A new peace training center in the Philippines that builds on the development work of longtime Mennonite Church Canada International Witness workers is set to celebrate its grand opening in November.
The Malipayon Peace Hub will provide peace and reconciliation training for churches, military leaders, local organizations and Indigenous communities and serve as the home for Coffee for Peace, an agriculture development project that helps fund peace work.
The complex is the vision of Dann and Joji Pantoja, who have worked to build peace on the conflicted island of Mindanao since they arrived in 2006 after living in Canada for 20 years.
The Pantojas grew up in the Philippines, alongside a history of Spanish-Catholic colonialism and clashes between Muslims and Christians, communist activists and the government and Indigenous tribal uprisings.
Violence often pushed Indigenous groups into the hills, where it is harder to farm. Poverty fed antigovernment animosity. At least 2 million people have been displaced in Mindanao by five decades of fighting among six major armed groups.

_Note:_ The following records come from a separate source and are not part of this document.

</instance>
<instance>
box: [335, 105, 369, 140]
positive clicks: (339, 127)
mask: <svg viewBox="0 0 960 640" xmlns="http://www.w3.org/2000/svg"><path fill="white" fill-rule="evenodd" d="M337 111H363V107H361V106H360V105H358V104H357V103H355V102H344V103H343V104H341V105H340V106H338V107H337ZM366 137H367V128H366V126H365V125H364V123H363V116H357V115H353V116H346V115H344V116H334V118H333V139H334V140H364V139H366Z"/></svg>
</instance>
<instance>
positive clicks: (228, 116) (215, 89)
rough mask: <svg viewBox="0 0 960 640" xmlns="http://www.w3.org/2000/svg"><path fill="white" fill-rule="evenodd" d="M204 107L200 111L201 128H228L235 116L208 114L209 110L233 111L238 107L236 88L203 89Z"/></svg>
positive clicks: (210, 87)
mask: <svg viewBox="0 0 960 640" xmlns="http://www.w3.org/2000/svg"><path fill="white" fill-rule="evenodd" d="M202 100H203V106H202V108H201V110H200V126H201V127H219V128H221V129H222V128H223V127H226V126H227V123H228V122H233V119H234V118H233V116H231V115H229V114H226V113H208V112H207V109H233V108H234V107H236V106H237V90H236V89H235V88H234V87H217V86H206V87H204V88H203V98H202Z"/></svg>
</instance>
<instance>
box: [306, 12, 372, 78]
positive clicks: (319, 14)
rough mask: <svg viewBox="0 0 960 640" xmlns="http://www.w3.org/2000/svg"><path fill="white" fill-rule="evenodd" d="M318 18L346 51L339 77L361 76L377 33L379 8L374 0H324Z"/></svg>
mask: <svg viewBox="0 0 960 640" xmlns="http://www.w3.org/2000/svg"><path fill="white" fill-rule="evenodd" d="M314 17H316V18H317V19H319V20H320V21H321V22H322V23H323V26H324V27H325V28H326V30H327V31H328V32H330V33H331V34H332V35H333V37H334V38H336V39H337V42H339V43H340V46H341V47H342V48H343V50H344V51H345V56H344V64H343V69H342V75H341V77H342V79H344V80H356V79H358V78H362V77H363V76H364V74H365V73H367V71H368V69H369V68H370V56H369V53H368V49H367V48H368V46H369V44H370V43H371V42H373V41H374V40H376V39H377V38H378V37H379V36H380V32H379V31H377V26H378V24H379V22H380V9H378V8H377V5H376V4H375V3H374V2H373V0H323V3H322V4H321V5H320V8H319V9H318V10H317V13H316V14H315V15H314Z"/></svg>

Dann Pantoja became a student of Anabaptist peace theology after moving to Canada. He’d been an activist against the martial rule of dictator Ferdinand Marcos Sr.
“The woundedness of my self-perception as a ‘failed revolutionary’ and the healing process in my 20 years in Canada would be my qualification to explore serving the Creator and our people again,” he said.
The couple established the interfaith organization Peacebuilders Community Inc. in 2006 to share nonviolent peacebuilding and social justice principles with Christians and Muslims.
They also found they could build peace through coffee.
Mindanao’s mountains are ideal for growing coffee beans, but disruptions due to violence, poor plant varieties and unprocessed beans resulted in poor returns for growers. The Pantojas facilitated conflict mediation between communities in armed conflict by inviting leaders for dialogue over coffee.
Understanding between rivals emerged slowly, leading to invitations to other communities to have coffee together for peace.
Coffee for Peace developed into a growers’ cooperative with a processing and roasting facility that sells to buyers at fair prices. Orders are now shipping to Europe.
A three-year program trains growers on ecologically sustainable practices. A café in Davao City sells drinks directly to customers.
Coffee for Peace funds 75% of Peacebuilders Community’s budget. MC Canada funds the other 25%.
“I couldn’t imagine having a summary of my life printed on my tombstone as ‘Spent her life managing rich people’s money,’ ” said Joji Pantoja, Coffee for Peace CEO. “I want to be remembered as a person who walked with the people as they find dignity through sustainable economic development.”
Over the past year, MC Canada worked to raise $235,000 to construct the Malipayon Peace Hub. In addition to housing trainings, the facility includes upgraded processing for Coffee for Peace and a farmer training center, a new staff house and guest house, and a delivery vehicle.
The upgraded processing facility will enable U.S. Federal Department of Agriculture approval of operations, which is vital for accessing export markets. Increased production capacity is anticipated to replace MC Canada funding by 2026.
Mennonite Church Canada contributed to this report.